Because of the high solute concentration of the rumen fluid under such conditions, considerable water is translocated from the blood to the rumen along the osmotic potential gradient, resulting in dehydration which cannot be relieved by drinking, and which can ultimately lead to hypovolemic shock. As more lactate accumulates and rumen pH drops, the ruminal concentration of undissociated lactic acid increases. Undissociated lactic acid can cross the rumen wall to the blood, where it dissociates, lowering blood pH. Both L and D isomers of lactic acid are produced in the rumen; these isomers are metabolized by different metabolic pathways, and activity of the principal enzyme involved in metabolism of the D isomer declines greatly with lower pH, tending to result in an increased ratio of D:L isomers as acidosis progresses.

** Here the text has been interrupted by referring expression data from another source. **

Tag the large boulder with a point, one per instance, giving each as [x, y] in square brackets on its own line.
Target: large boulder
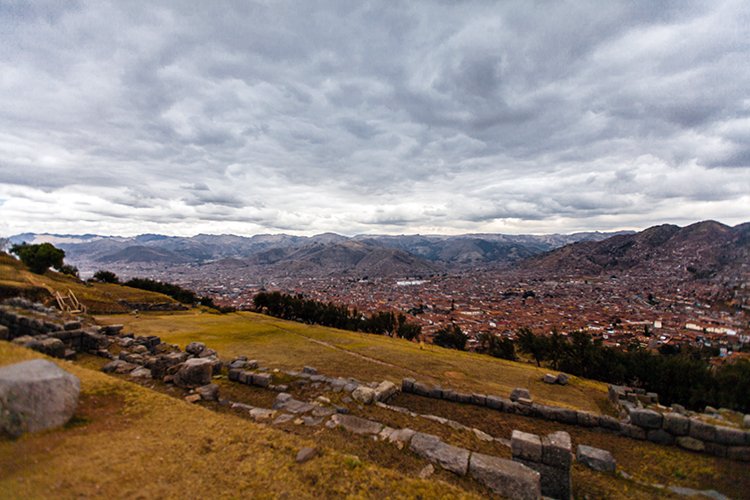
[364, 394]
[595, 458]
[451, 458]
[36, 395]
[194, 372]
[385, 390]
[505, 477]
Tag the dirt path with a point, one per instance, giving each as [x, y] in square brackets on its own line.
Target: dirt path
[341, 349]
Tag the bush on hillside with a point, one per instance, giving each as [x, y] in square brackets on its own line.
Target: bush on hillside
[39, 257]
[177, 292]
[103, 276]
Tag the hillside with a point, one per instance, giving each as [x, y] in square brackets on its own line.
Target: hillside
[289, 345]
[319, 255]
[703, 250]
[15, 279]
[128, 441]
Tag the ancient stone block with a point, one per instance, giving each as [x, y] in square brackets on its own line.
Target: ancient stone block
[194, 373]
[648, 419]
[449, 457]
[690, 443]
[36, 395]
[555, 483]
[557, 450]
[519, 392]
[633, 431]
[364, 394]
[526, 446]
[262, 379]
[701, 430]
[195, 348]
[739, 453]
[407, 385]
[729, 436]
[357, 425]
[496, 402]
[209, 392]
[595, 458]
[610, 423]
[586, 419]
[676, 424]
[659, 436]
[506, 478]
[479, 399]
[385, 390]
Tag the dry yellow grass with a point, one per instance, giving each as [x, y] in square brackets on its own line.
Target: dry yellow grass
[98, 297]
[290, 345]
[128, 441]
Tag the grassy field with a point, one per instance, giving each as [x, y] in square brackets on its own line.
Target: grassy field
[288, 345]
[127, 441]
[98, 297]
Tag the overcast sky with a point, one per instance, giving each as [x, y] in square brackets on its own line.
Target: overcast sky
[372, 117]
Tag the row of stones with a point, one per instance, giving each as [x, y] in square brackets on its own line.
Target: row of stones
[690, 434]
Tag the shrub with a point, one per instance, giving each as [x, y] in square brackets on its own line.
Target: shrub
[39, 258]
[103, 276]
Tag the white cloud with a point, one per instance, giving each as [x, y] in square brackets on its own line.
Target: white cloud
[423, 117]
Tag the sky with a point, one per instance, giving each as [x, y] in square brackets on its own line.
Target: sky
[395, 117]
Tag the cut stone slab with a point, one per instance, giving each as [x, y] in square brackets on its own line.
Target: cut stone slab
[385, 390]
[518, 393]
[36, 395]
[676, 424]
[119, 366]
[401, 436]
[262, 413]
[141, 372]
[426, 471]
[305, 454]
[194, 372]
[525, 445]
[557, 450]
[357, 425]
[648, 419]
[690, 443]
[283, 418]
[209, 392]
[450, 458]
[595, 458]
[505, 477]
[195, 348]
[364, 394]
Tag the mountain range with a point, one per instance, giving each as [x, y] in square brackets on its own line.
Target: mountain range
[376, 255]
[705, 249]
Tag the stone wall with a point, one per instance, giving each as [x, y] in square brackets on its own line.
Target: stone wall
[42, 329]
[669, 428]
[551, 456]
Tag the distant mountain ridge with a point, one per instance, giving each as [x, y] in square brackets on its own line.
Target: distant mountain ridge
[704, 250]
[425, 252]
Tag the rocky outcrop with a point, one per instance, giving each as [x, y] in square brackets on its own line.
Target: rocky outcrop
[595, 458]
[36, 395]
[505, 477]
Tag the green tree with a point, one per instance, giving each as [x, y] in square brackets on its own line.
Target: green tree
[106, 277]
[451, 337]
[534, 345]
[39, 258]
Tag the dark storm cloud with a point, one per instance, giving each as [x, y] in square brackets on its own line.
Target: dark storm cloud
[343, 116]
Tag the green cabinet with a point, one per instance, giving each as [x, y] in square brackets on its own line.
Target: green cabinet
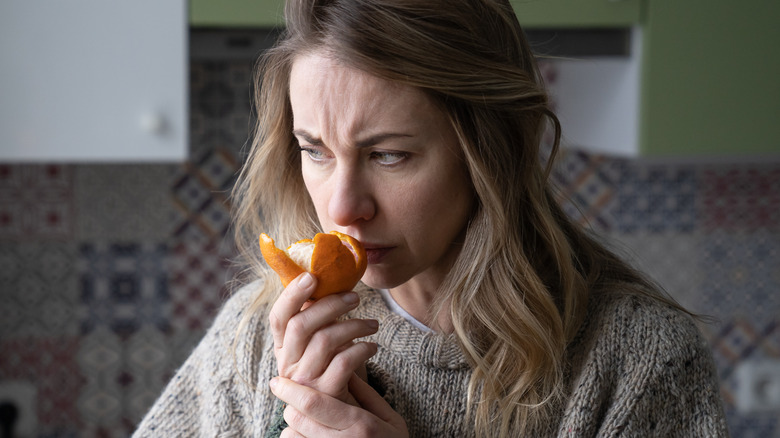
[707, 74]
[532, 13]
[237, 13]
[711, 78]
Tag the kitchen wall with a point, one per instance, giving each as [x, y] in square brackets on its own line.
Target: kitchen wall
[109, 274]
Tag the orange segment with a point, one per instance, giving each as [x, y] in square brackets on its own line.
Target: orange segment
[338, 261]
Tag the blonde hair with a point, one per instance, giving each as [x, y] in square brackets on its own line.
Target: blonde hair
[519, 289]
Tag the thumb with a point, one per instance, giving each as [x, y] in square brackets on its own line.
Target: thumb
[369, 399]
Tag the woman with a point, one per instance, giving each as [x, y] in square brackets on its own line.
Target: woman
[415, 126]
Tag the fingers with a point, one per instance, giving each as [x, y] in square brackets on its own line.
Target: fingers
[312, 413]
[310, 410]
[371, 401]
[288, 304]
[343, 366]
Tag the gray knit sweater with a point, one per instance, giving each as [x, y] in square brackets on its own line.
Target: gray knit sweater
[637, 369]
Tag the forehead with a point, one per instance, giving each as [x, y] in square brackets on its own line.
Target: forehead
[324, 92]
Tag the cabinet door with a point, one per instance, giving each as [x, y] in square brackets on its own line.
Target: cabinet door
[710, 78]
[237, 13]
[93, 80]
[532, 13]
[578, 13]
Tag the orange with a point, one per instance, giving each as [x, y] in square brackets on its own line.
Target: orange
[337, 260]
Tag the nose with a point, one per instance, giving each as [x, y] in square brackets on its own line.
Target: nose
[351, 200]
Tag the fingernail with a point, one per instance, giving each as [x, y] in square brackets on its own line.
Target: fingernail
[306, 281]
[350, 298]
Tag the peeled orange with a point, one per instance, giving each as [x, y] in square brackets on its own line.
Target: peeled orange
[337, 260]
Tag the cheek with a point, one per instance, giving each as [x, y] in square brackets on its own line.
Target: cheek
[317, 193]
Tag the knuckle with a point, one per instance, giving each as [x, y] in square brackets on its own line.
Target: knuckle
[323, 338]
[365, 428]
[274, 322]
[311, 402]
[296, 326]
[292, 416]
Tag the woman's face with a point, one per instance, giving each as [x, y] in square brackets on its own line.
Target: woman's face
[381, 163]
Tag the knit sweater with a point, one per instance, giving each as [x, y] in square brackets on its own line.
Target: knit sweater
[637, 368]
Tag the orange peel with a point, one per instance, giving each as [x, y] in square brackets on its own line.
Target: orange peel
[337, 260]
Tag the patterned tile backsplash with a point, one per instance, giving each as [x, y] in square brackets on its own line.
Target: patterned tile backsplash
[110, 274]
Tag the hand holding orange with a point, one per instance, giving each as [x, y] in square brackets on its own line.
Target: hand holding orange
[337, 260]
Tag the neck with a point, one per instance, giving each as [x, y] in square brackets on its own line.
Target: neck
[421, 304]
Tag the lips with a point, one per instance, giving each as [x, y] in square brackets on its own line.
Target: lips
[376, 255]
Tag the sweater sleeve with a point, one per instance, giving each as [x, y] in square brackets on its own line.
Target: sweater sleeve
[650, 374]
[206, 395]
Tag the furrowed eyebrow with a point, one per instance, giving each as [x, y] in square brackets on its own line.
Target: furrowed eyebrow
[314, 141]
[379, 138]
[364, 143]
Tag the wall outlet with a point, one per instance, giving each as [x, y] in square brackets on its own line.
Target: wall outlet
[758, 386]
[23, 395]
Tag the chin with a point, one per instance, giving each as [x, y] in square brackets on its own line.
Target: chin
[379, 281]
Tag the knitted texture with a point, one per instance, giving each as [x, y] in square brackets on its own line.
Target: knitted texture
[636, 368]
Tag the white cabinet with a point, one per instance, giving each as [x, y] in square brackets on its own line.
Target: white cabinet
[93, 80]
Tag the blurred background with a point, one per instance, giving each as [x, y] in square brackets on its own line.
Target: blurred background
[115, 253]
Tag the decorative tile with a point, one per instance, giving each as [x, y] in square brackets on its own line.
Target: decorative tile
[220, 94]
[49, 364]
[741, 275]
[740, 198]
[124, 376]
[669, 259]
[39, 290]
[123, 287]
[586, 187]
[656, 199]
[124, 202]
[200, 273]
[201, 196]
[36, 202]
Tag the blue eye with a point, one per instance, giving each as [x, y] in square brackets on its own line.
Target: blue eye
[388, 158]
[314, 154]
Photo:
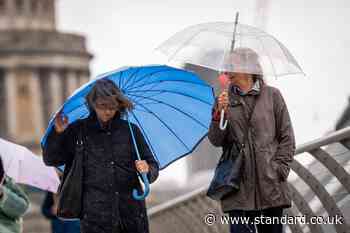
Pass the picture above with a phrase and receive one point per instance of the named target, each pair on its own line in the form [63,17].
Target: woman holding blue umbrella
[110,172]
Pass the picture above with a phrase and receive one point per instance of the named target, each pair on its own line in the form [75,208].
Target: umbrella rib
[177,109]
[145,135]
[183,81]
[165,124]
[131,78]
[180,47]
[148,75]
[284,52]
[173,92]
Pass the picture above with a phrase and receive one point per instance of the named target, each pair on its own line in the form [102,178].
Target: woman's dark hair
[2,170]
[107,89]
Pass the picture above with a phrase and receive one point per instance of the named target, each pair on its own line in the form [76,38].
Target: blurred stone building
[39,68]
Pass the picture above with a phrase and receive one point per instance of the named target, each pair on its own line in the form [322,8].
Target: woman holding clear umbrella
[268,147]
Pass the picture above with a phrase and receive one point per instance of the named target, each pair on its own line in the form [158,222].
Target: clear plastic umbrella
[231,47]
[210,45]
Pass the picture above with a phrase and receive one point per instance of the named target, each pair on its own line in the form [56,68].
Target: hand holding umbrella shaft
[223,101]
[142,166]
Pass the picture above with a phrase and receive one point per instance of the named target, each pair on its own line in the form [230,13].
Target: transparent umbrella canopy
[231,47]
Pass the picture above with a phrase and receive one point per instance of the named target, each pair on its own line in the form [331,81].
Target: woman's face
[106,109]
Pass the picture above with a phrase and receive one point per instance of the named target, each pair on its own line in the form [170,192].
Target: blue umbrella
[172,110]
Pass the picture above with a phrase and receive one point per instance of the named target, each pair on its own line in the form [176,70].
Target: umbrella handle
[135,193]
[222,124]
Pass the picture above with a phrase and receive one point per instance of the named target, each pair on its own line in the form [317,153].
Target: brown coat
[263,184]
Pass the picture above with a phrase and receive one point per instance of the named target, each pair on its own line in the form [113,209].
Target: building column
[83,78]
[38,118]
[10,85]
[72,82]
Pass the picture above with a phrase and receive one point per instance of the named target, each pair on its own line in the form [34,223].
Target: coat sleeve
[285,137]
[14,202]
[216,136]
[147,155]
[59,148]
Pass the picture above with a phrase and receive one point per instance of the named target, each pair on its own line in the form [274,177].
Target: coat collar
[255,90]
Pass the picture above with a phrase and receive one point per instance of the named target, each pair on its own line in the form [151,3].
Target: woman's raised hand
[223,100]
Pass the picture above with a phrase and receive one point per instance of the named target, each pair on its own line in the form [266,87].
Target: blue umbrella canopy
[172,108]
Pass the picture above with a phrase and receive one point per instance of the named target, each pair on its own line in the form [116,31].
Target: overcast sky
[125,32]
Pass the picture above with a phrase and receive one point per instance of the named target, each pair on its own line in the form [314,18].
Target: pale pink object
[25,167]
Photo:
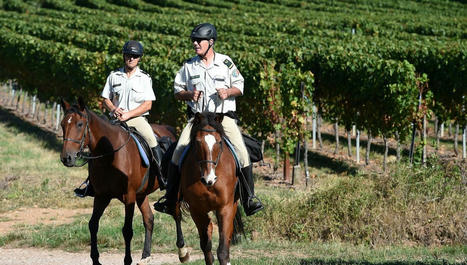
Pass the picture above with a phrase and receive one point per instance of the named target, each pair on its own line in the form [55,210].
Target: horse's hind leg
[204,225]
[127,231]
[98,209]
[148,222]
[225,219]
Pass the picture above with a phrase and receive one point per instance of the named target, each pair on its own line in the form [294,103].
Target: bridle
[216,162]
[82,154]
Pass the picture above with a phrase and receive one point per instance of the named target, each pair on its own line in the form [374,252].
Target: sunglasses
[134,56]
[198,40]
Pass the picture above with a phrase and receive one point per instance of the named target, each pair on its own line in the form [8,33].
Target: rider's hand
[223,93]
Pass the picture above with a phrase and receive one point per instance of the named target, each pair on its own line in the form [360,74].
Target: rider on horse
[210,81]
[128,95]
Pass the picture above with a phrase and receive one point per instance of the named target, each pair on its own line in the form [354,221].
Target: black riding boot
[167,203]
[85,189]
[157,155]
[250,205]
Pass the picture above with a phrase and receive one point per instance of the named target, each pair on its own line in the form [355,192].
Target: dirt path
[36,256]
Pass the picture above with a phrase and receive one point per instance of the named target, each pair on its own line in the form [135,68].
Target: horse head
[75,127]
[207,140]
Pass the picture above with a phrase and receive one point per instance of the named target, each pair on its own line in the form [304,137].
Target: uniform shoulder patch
[228,63]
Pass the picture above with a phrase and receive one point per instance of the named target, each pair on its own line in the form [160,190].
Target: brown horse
[116,171]
[208,181]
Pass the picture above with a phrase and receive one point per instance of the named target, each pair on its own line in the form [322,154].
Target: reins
[82,154]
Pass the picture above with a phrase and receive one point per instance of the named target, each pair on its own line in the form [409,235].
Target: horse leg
[148,222]
[225,220]
[100,204]
[127,231]
[204,225]
[183,253]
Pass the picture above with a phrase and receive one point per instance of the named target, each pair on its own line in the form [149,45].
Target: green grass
[409,215]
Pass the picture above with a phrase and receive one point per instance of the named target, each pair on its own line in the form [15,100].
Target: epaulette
[228,63]
[143,72]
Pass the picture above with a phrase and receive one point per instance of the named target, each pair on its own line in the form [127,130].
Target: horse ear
[65,105]
[197,118]
[219,117]
[81,103]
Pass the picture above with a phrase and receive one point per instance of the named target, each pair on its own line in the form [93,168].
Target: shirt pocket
[117,90]
[195,84]
[220,82]
[137,94]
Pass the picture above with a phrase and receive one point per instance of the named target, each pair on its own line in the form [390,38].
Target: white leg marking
[210,141]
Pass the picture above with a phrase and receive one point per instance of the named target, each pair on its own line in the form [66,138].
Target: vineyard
[380,66]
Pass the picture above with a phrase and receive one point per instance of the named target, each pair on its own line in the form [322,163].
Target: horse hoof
[183,254]
[144,261]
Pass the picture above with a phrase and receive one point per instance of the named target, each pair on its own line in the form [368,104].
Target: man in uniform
[128,95]
[210,81]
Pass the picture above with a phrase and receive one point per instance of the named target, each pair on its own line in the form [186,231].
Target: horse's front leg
[127,231]
[204,225]
[183,253]
[100,204]
[225,218]
[148,222]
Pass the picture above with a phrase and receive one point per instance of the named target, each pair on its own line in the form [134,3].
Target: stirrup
[82,191]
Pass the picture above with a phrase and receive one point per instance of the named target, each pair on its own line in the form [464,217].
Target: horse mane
[204,119]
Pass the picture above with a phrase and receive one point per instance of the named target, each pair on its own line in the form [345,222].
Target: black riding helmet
[133,47]
[205,31]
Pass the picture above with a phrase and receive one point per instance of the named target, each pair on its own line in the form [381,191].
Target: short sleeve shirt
[128,93]
[222,73]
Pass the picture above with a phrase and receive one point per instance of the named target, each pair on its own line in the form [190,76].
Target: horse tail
[238,229]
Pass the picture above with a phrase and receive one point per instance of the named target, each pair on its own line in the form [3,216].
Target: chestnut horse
[116,170]
[208,182]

Measures for preventing lactic acidosis in ruminants include avoidance of excessive amounts of grain in the diet, and gradual introduction of grain over a period of several days, to develop a rumen population capable of safely dealing with a relatively high grain intake. Administration of lasalocid or monensin in feed can reduce risk of lactic acidosis in ruminants, inhibiting most of the lactate-producing bacterial species without inhibiting the major lactate fermenters. Also, using a higher feeding frequency to provide the daily grain ration can allow higher grain intake without reducing the pH of the rumen fluid.

Treatment of lactic acidosis in ruminants may involve intravenous administration of dilute sodium bicarbonate, oral administration of magnesium hydroxide, and/or repeated removal of rumen fluids and replacement with water (followed by reinoculation with rumen organisms, if necessary).